At a time when many youth privacy and online safety bills, such as the California Age-Appropriate Design Code (AADC), are mired in litigation over their constitutionality, it is notable that three states—Connecticut, Colorado, and Montana—have now opted for the framework in SB 297. Given that neither Connecticut’s nor Colorado’s laws have been subject to any constitutional challenges as of yet, this approach could be a more constitutionally resilient way than the AADC model to impose a duty of care with respect to minors.

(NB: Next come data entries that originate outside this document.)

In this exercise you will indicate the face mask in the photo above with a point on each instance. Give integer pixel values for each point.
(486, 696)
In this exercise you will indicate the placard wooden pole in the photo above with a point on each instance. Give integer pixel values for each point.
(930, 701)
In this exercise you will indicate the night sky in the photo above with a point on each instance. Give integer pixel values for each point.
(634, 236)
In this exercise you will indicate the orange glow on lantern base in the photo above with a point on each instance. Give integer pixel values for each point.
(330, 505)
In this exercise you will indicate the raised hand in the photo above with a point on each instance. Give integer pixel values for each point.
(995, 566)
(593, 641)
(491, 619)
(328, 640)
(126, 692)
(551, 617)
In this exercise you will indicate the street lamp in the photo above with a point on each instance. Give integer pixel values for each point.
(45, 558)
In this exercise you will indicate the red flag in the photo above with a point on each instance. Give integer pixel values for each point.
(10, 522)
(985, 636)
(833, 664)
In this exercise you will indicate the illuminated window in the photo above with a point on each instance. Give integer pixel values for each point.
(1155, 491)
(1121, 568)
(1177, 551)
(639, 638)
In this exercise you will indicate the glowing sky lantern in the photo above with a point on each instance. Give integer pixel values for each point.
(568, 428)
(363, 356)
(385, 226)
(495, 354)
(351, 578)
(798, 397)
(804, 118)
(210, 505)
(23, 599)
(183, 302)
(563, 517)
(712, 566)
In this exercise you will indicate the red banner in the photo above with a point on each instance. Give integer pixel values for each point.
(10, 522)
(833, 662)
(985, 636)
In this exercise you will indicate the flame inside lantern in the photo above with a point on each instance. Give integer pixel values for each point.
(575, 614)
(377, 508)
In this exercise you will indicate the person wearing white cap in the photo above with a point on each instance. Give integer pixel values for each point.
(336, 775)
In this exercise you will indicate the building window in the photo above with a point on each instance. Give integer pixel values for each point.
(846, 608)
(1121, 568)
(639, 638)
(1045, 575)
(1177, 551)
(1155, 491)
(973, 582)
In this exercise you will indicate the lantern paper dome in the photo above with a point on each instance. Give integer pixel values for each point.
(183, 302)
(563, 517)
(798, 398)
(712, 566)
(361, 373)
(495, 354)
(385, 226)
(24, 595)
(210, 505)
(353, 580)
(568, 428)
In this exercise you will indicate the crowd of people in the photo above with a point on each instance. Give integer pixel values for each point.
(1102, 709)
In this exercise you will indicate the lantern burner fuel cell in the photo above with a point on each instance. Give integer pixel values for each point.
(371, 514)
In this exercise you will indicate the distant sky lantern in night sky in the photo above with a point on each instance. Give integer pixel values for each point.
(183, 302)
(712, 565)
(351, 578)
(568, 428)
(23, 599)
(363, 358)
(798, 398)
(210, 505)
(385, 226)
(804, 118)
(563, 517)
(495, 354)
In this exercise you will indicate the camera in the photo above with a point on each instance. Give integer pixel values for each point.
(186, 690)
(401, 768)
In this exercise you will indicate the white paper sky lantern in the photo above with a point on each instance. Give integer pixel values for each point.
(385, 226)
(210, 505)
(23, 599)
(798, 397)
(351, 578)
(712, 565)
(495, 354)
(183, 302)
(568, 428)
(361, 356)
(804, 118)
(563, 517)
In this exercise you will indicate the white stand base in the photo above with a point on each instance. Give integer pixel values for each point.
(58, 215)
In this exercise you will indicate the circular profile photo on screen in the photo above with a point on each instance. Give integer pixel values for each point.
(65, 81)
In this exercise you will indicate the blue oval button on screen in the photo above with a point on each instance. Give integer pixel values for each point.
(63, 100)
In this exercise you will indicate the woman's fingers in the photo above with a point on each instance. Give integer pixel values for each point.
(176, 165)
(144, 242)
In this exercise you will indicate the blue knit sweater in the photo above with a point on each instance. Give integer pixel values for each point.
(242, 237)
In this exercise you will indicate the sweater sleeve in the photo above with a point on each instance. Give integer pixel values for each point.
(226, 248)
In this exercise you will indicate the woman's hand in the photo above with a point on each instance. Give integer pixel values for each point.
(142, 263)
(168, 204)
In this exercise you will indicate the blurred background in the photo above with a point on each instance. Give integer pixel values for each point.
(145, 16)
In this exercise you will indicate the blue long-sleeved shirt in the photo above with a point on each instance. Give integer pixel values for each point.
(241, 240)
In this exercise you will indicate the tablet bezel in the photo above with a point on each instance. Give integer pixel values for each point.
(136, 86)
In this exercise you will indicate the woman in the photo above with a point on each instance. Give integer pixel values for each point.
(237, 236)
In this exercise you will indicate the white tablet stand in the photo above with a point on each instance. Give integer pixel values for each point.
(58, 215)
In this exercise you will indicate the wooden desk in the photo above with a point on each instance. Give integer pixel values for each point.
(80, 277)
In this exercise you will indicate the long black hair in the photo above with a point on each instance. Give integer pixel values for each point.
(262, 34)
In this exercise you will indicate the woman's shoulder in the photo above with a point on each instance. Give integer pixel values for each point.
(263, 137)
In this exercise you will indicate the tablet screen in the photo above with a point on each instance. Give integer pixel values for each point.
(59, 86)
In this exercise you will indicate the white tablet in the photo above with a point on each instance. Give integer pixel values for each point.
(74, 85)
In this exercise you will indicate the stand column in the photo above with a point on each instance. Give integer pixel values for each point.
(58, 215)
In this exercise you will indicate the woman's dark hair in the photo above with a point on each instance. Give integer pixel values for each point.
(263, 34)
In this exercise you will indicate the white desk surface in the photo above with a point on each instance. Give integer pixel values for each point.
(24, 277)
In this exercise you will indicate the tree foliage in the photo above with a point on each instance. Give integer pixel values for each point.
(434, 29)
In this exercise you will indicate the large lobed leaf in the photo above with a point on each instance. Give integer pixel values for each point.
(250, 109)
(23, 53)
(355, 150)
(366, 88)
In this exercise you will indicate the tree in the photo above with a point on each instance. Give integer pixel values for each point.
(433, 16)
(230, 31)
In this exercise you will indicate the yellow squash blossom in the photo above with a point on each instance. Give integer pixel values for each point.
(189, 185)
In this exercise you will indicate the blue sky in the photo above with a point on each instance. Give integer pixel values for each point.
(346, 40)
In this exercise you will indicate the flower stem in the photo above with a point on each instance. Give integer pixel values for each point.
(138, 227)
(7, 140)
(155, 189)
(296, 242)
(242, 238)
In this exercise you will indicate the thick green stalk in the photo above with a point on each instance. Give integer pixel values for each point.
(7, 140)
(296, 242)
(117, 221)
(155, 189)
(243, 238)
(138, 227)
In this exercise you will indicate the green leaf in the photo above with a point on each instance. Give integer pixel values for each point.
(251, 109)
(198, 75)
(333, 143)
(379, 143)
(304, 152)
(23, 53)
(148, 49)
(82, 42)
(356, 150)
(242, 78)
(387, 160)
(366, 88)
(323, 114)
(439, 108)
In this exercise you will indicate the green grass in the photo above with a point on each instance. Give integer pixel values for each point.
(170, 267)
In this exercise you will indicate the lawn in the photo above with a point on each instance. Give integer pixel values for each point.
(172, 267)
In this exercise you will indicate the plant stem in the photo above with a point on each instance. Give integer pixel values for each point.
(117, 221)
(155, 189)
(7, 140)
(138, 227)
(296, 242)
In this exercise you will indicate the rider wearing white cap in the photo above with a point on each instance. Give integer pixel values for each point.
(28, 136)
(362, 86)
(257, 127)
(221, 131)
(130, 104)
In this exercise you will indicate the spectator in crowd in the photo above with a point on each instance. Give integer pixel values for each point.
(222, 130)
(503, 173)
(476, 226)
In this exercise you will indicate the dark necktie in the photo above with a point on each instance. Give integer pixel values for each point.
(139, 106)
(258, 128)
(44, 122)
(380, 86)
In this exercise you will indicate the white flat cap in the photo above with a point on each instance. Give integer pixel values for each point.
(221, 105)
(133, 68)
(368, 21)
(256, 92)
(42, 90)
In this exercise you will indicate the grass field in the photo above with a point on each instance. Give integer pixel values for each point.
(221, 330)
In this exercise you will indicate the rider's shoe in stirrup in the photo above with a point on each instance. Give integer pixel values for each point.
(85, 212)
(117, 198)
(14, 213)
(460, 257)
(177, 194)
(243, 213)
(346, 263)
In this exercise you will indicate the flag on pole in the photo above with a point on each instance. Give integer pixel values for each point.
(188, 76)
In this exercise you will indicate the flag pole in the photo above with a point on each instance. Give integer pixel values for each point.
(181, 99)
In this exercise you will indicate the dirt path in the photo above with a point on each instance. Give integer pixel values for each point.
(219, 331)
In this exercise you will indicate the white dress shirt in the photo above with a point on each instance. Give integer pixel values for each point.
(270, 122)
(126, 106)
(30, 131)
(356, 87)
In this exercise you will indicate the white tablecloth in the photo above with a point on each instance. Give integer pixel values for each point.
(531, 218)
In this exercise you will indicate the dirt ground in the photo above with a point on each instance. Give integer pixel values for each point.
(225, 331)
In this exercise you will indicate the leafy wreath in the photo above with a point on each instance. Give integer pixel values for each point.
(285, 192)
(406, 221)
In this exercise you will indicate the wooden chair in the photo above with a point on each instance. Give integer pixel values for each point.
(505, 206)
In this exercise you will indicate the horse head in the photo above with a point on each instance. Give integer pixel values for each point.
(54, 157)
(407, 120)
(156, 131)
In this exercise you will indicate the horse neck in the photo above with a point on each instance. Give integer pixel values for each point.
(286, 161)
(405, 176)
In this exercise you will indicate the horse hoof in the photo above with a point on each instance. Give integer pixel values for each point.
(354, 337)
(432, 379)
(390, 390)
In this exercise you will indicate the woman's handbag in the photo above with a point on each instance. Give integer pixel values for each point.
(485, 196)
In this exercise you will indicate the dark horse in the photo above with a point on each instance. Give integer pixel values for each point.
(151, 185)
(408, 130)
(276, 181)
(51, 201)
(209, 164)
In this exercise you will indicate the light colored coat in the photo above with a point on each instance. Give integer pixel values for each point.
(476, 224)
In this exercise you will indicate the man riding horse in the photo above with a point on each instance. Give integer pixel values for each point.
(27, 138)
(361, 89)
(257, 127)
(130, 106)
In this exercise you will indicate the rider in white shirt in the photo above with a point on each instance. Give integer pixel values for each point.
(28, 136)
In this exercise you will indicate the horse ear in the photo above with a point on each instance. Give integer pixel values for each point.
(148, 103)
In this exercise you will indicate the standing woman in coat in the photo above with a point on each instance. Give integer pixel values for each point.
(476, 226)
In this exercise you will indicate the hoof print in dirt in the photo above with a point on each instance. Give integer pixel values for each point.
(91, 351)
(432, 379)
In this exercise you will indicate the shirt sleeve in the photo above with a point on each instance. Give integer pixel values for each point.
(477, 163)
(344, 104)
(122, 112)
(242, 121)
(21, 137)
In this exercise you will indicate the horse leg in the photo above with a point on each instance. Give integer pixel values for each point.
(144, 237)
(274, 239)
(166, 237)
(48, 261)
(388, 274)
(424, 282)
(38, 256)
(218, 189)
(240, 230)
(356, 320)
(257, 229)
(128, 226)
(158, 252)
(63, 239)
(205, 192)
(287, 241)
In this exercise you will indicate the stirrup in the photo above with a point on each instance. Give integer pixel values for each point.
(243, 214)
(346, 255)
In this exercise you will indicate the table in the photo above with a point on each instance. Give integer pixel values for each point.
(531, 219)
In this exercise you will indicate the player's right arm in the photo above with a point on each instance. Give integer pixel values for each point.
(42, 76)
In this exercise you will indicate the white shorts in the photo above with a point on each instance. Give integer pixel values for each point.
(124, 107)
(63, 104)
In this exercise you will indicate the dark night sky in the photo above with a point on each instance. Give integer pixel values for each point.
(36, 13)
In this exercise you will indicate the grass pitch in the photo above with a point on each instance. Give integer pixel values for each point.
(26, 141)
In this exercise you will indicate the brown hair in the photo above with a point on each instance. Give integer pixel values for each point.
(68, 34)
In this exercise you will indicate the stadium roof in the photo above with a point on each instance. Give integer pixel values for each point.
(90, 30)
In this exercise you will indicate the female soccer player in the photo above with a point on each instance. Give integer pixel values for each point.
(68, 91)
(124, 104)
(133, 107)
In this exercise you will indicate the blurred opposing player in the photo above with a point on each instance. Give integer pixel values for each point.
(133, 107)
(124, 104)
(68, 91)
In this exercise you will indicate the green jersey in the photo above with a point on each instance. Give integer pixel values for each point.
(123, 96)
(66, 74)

Specifically, the duties of care in Connecticut’s, Colorado’s, and now Montana’s laws are rooted in traditional privacy harms and torts (e.g., intrusion upon seclusion) whereas other frameworks that have been challenged have more amorphous concepts of harm that are more likely to implicate protected speech (e.g., the enjoined California AADC requires addressing whether an online service’s design could harm children by exposing them to “harmful, or potentially harmful, content”). 

2.  Controllers are entitled to a rebuttable presumption of having exercised reasonable care if they comply with statutory requirements.

Under Montana’s new duty of care to minors, a controller is entitled to a rebuttable presumption that it used reasonable care if it complies with certain statutory requirements related to design and personal data processing. With respect to design, controllers are prohibited from using consent mechanisms that are designed to impair user autonomy, they are required to establish easy-to-use safeguards to limit unsolicited communications from unknown adults, and they must provide a signal indicating when they are collecting precise geolocation data. For processing, controllers must obtain a minor’s consent before: (a) Processing a minor’s data for targeted advertising, sale, and profiling in furtherance of decisions that produce legal or similarly significant effects; (b) “us[ing] a system design feature to significantly increase, sustain, or extend a minor’s use of the online service, product, or feature”; or (c) collecting precise geolocation data, unless doing so is “reasonably necessary” to provide the online service, or retaining that data for longer than “necessary” to provide the online service.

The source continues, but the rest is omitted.